Gisela, 35 anos, solteira, assistente administrativo concursada, assistiu a um programa de grande audiência na TV aberta com foco principal em saúde e manutenção da saúde. Ficou bastante preocupada, pois entendeu que é melhor realizar exames para prevenir doenças do que esperar que apareçam os sintomas, uma vez que pode “ser tarde demais” e “é melhor prevenir do que remediar ”. Diante disso, veio à consulta solicitar todos os exames pra verificar se não tem alguma doença. Apresenta-se assintomática, sem queixas, sem doenças prévias, G0P0A0. Ciclo menstrual regular, sexarca: 20 anos. Sem história familiar de neoplasias na família ou morte/sequela por causa cardiovascular em parentes < 55 anos. Pai hipertenso controlado, mãe hígida sem comorbidades. Sem alterações na ectoscopia, no exame cardiovascular e no exame clínico das marnas. IMC 22 kg/m². Com relação ao rastreamento de doenças nessa paciente, a conduta médica mais adequada é:

Alternativas

  1. A) tranquilizá-la para o fato de que não há necessidade de realizar qualquer exame, uma vez que não está sentindo nada e não foi evidenciada qualquer alteração no seu exame físico.

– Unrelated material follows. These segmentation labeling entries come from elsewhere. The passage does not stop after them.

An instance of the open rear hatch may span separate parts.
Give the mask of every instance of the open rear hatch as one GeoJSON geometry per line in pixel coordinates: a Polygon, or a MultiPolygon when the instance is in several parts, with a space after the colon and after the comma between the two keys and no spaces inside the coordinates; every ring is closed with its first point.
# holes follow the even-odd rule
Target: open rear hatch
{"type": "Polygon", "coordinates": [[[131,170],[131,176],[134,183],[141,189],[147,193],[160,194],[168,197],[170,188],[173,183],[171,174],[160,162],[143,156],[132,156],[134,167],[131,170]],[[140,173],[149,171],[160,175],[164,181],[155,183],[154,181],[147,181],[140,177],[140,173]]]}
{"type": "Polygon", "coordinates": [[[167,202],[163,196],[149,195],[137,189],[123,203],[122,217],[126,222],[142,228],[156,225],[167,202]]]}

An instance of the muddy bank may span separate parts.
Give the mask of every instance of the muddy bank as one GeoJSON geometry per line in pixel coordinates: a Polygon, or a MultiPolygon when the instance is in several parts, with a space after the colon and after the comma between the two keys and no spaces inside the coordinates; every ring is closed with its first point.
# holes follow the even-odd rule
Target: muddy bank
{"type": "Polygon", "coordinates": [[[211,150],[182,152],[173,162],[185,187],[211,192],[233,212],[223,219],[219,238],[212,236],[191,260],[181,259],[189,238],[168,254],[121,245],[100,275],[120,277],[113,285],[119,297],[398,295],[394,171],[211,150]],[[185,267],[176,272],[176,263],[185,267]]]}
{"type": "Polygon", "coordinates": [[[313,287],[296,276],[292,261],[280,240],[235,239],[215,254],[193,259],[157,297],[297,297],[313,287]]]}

  2. B) orientar à paciente que os exames principais (com nível de evidência A) da sua faixa etária seriam a medida de pressão arterial e a colpocitologia oncótica.
  3. C) solicitar a paciente exames de hemograma, glicemia de jejum, lipidograma, uréia e creatinina.
  4. D) Esclarecê-la de que o rastreamento de doenças deve ser realizado em pessoas sintomáticas com o propósito de identificar uma doença em estágio inicial que podem se beneficiar da intervenção precoce.